Colombian boxer (born 1983)

Carlos José Tamara Paternina (born 15 March 1983) is a Colombian former professional boxer who competed from 2005 to 2013. He held the IBF light flyweight title in 2010 and previously challenged for the WBO flyweight title in 2008. As an amateur, he competed at the 2004 Summer Olympics and won a silver medal at the 2003 Pan American Games.

==Amateur career==

===Olympic results===
Tamara competed for Colombia at the 2004 Olympic Games in Athens.
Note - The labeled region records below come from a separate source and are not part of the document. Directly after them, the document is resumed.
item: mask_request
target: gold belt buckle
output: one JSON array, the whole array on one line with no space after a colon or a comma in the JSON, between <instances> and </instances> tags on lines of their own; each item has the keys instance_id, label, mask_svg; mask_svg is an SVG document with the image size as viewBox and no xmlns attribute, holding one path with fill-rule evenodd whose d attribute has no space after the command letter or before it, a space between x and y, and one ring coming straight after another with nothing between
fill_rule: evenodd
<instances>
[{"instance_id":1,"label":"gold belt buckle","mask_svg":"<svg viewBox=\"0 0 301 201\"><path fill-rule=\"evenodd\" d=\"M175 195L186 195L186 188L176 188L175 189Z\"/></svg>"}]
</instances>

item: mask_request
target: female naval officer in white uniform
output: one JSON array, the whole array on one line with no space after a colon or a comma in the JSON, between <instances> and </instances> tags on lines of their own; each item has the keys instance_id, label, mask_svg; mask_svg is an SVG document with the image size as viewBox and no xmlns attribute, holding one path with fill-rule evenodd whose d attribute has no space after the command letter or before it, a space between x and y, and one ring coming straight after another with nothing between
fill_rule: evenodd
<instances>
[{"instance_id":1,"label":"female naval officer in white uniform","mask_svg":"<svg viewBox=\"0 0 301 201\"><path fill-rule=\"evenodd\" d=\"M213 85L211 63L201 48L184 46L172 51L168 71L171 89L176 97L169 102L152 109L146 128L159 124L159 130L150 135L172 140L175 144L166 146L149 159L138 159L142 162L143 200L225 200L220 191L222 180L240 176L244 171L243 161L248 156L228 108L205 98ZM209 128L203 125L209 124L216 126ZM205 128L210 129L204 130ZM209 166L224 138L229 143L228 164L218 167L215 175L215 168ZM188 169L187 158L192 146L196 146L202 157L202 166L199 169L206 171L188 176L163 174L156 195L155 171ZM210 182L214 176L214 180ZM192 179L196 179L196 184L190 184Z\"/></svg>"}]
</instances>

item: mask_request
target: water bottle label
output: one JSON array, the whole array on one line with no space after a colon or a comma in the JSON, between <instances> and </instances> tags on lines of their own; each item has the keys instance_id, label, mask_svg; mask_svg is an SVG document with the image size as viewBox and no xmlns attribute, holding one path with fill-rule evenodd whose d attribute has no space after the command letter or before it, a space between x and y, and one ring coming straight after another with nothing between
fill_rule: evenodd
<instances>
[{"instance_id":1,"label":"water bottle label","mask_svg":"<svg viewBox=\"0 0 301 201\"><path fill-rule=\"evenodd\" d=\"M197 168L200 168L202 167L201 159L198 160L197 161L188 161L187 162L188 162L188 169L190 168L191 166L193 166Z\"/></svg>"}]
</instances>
He was defeated in the second round by Italy's Alfonso Pinto in the Light Flyweight (48 kg) division. Results were:

- Defeated Redouane Bouchtouk (Morocco) 48–0
- Lost to Alfonso Pinto (Italy) 35–49

==Professional career==

===World Title===
Carlos defeated Brian Viloria with 1:45 left in the 12th and final on 23 January 2010, to win the IBF light-flyweight title. He would lose the title in his next fight against Argentine Luis Alberto Lazarte.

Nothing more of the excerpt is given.